Nevertheless, since Hegel did restrict himself to ideas, even though his philosophy reflected actual history, something more was needed. When Nat Turner led his rebellion and Hegel died in 1831, Marx was 13 years old. He didn't know anything about either one of them. But 13 years later, in 1844, he created the greatest philosophy of freedom, Humanism. And he built it on the dialectic. But he said ideas don't float in air. There are people who have ideas. Marx included man himself, men who think, who struggle for freedom, who try to unite the idea of freedom with the actual struggle for freedom. He refused to bow either to capitalism or to communism. He said that in place of either the profit motive of capitalism, or the collective form of property of communism, the important thing was the self-development of man.

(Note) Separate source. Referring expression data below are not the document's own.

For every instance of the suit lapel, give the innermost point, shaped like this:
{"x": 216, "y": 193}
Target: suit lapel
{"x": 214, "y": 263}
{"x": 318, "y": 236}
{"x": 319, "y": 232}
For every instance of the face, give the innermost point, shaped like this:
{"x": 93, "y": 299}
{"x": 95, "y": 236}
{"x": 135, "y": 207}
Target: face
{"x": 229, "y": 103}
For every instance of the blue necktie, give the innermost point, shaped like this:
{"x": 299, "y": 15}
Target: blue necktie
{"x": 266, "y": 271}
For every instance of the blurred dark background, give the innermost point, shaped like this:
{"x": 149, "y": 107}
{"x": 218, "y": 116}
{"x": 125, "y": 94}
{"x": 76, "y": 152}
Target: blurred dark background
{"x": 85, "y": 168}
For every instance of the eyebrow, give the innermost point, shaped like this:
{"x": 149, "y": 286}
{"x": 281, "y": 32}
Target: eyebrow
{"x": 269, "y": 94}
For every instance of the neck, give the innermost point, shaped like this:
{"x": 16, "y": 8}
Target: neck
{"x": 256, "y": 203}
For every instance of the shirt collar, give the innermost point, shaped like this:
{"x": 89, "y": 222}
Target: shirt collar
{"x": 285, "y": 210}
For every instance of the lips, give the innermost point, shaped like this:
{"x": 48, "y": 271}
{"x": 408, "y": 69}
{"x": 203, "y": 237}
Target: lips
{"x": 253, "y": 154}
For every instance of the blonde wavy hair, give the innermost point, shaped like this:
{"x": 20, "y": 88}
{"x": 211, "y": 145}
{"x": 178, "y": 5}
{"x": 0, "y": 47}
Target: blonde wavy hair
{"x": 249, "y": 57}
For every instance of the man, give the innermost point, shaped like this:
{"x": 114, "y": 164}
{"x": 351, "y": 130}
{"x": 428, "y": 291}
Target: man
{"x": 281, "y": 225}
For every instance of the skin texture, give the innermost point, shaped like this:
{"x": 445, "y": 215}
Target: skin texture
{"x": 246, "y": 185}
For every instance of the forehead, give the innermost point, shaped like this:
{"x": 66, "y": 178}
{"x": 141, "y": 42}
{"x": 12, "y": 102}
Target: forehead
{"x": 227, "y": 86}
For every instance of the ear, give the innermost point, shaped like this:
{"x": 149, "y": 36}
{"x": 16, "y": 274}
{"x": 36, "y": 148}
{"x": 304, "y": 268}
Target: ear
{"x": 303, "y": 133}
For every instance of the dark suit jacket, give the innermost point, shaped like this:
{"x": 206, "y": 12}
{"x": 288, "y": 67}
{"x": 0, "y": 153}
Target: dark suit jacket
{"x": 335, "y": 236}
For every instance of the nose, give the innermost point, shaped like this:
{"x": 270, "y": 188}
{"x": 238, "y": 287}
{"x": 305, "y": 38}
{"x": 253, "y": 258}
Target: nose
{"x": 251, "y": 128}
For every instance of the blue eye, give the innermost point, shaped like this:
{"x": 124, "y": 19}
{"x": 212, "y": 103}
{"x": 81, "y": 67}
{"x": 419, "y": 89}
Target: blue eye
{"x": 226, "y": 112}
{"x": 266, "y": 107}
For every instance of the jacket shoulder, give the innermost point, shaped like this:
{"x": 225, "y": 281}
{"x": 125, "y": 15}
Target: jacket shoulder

In creating this philosophy, he heard about and collaborated with the Abolitionists, Black and white, in this country who were struggling against slavery. Some so-called Marxists said, well, of course, they were against slavery--but the slaves just wanted the freedom to be exploited by the capitalist. The [so-called Marxists] thought they were much wiser because they wanted freedom from the capitalists, too. Marx showed them that they were crazy because freedom and thinking are always concrete. And in the actual dialectic of liberation--that is, in the actual relation of thought to act, in the actual development--you have to arouse and elicit from the population many, many forces. The greatest force is labor, but there are others, such as the youth, and in America the greatest of these other forces is the Black masses. Marx told the whites who thought they were superior because they were free: Look at you, you don't even have a national labor union--and you can't organize one because labor in the white skin cannot be free while labor in the Black skin is branded. This wasn't only "dialectics" or "philosophy." This was the way it was. We finally had the Civil War in the U.S., and the first national labor union came after that.[4]

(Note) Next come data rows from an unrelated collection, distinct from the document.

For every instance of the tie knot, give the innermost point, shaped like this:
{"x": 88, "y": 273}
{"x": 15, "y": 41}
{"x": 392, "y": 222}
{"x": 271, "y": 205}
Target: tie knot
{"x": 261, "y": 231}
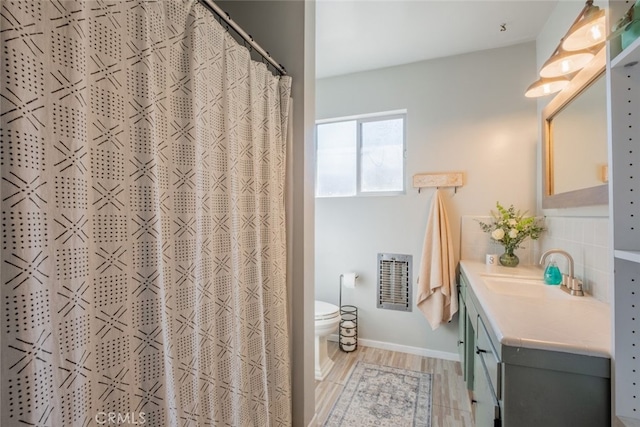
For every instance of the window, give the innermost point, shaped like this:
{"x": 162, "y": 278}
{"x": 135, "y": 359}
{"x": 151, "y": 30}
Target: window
{"x": 360, "y": 156}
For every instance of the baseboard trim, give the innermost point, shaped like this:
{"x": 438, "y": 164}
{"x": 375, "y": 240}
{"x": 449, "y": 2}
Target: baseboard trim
{"x": 403, "y": 348}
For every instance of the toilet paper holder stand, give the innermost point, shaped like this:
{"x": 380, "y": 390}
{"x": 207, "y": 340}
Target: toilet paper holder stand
{"x": 348, "y": 330}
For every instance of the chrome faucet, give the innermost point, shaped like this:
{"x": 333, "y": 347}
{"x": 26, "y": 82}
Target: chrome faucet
{"x": 569, "y": 283}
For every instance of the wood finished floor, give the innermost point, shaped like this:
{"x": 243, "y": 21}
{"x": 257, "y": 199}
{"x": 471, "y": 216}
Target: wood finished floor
{"x": 450, "y": 401}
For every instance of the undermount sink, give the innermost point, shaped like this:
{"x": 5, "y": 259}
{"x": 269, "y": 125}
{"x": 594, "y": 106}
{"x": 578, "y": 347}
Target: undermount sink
{"x": 528, "y": 287}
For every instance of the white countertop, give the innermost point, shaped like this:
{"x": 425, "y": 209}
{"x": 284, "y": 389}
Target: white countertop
{"x": 580, "y": 325}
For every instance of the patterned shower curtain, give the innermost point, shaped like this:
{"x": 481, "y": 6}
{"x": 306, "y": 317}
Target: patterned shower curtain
{"x": 143, "y": 258}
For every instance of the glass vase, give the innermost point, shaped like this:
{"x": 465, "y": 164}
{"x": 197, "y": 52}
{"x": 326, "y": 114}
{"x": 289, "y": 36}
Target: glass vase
{"x": 509, "y": 259}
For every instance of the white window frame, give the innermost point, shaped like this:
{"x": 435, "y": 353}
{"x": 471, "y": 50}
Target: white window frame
{"x": 360, "y": 119}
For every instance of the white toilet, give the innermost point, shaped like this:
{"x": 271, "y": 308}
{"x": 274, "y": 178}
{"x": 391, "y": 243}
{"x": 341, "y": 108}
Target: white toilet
{"x": 326, "y": 322}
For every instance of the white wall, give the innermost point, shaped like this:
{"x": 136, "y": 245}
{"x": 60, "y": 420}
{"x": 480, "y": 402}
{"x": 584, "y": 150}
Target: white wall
{"x": 583, "y": 232}
{"x": 465, "y": 113}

It was by establishing labor as the center, and the unity of thought and practice as necessary, and by jamming up all these new ideas into a new philosophy of liberation that Marx was able to establish the First Workingmen's International....

* * *

Philosophy and Revolution has three parts. Part I is called "Why Hegel? Why Now?" and takes up the dialectic as the algebra of revolution, the methodology of what man has done in fighting for freedom. Once you get three things, you have the essence of it: 1) the dialectic--the actual development, through actual class struggle, through actual contradictions; 2) the right Subject--who is resolving these contradictions? Marx said it was the class force, but helped by other forces such as minorities, the Black people, and the youth; 3) how does this movement from below for freedom, from practice, unite with the movement that comes from theory? In other words, the relationship of theory to practice.

* * *

...[I]n becoming theoreticians, in creating a new philosophy by speaking for yourselves, you have to recognize that you speak, not as individuals (though the individual is very great) but as the new forces that are necessary--what Marx called the new passions for reconstructing society on totally new, truly human, beginnings.

____________

1. See William Styron, The Confessions of Nat Turner (New York: Random House, 1967), and John Henrik Clarke (ed.), William Styron's Nat Turner: Ten Black Writers Respond, (Boston: Beacon Press, 1968).

2. For Nat Turner's confession, see Nat Turner, ed. by Eric Foner (Englewood Cliffs, NJ: Prentice Hall, 1971), pp. 37-55.

3. George Wallace, Alabama's segregationist governor, who ran a racist presidential campaign in 1968.

4. The first national labor union, the General Congress of Labor, was formed in Baltimore in August 1866.